Avec l’avènement de nombreux robots spécialisés sur les chantiers comme dans les ateliers de préfabrication, le marché de la robotique connaît une forte croissance dans le secteur de la construction : de l’ordre de 15% à 17% par an. Songeons à Okibo (robot de plâtrage et de peinture), Raise Robotics (fixation de panneaux muraux) ou encore CyBe (robot d’impression 3D en béton). La technologie robotique améliore en outre le bien-être des travailleurs, la coopération entre l’humain et le robot, et la précision des contrôles sur chantier.
Les exosquelettes constituent un excellent exemple de technologie qui améliore l’ergonomie des travailleurs de la construction. Ils visent à soulager physiquement les ouvriers. La technologie des robots portables s’adapte à la forme du corps.

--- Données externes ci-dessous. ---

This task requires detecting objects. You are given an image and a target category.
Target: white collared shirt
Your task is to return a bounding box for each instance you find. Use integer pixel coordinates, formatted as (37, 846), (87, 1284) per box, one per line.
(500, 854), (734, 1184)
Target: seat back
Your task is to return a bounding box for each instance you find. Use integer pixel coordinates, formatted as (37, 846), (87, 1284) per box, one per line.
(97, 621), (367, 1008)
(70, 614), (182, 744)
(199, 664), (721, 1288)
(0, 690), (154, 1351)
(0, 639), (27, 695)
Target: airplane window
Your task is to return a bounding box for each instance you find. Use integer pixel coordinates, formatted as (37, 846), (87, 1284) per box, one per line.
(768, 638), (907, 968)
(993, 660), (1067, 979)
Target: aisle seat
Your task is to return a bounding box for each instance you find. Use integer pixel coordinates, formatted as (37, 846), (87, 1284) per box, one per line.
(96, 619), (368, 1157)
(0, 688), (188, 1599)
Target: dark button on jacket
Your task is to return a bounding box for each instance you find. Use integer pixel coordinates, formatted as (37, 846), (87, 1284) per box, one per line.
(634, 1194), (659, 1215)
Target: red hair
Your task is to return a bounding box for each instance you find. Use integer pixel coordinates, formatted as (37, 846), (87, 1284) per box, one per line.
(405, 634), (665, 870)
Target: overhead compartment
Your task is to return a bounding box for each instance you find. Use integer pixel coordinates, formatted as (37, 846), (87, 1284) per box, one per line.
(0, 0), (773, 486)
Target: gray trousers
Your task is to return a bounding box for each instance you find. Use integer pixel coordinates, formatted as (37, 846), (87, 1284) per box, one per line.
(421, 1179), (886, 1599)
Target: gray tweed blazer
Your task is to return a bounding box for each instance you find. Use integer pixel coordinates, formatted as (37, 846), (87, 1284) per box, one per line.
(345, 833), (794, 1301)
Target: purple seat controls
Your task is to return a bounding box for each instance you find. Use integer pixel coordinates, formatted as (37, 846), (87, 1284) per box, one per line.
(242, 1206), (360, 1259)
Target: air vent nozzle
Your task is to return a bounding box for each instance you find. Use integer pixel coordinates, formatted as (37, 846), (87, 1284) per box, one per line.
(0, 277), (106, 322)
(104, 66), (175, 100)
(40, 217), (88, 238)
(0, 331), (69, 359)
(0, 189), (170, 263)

Le chien robot SPOT est capable d’explorer des zones dangereuses ou difficiles d’accès pour l’homme, comme les chantiers de construction, les pipelines ou les tunnels. Grâce à sa mobilité et à ses capteurs, SPOT peut collecter des données détaillées pour les analyses spatiales, y compris les cartes en 3D et les images thermographiques.
Le projet Safebot de l’Imec est un autre exemple de nouvelle technologie de capteurs. Ce précieux système de sécurité intégré au robot permet une collaboration directe entre l’humain et le robot, augmentant ainsi la rapidité et la productivité, tout en privilégiant la sécurité (quelles que soient les influences de l’environnement comme la pluie et la poussière).
Le projet de recherche imec.icon BoB (BIM On Building) numérisera le suivi des projets de construction en améliorant les modèles d’information du bâtiment et en les associant aux données relatives à l’avancement et à l’activité en temps réel sur le site, qui seront analysées à l’aide de la technologie de l’IA.
Le projet de recherche CoMMoDore a pour but de développer un système automatisé sans fil permettant de surveiller le processus de durcissement du béton, combiné à un contrôle de dégradation non invasif basé sur des capteurs de température et de conductivité incorporés dans le béton.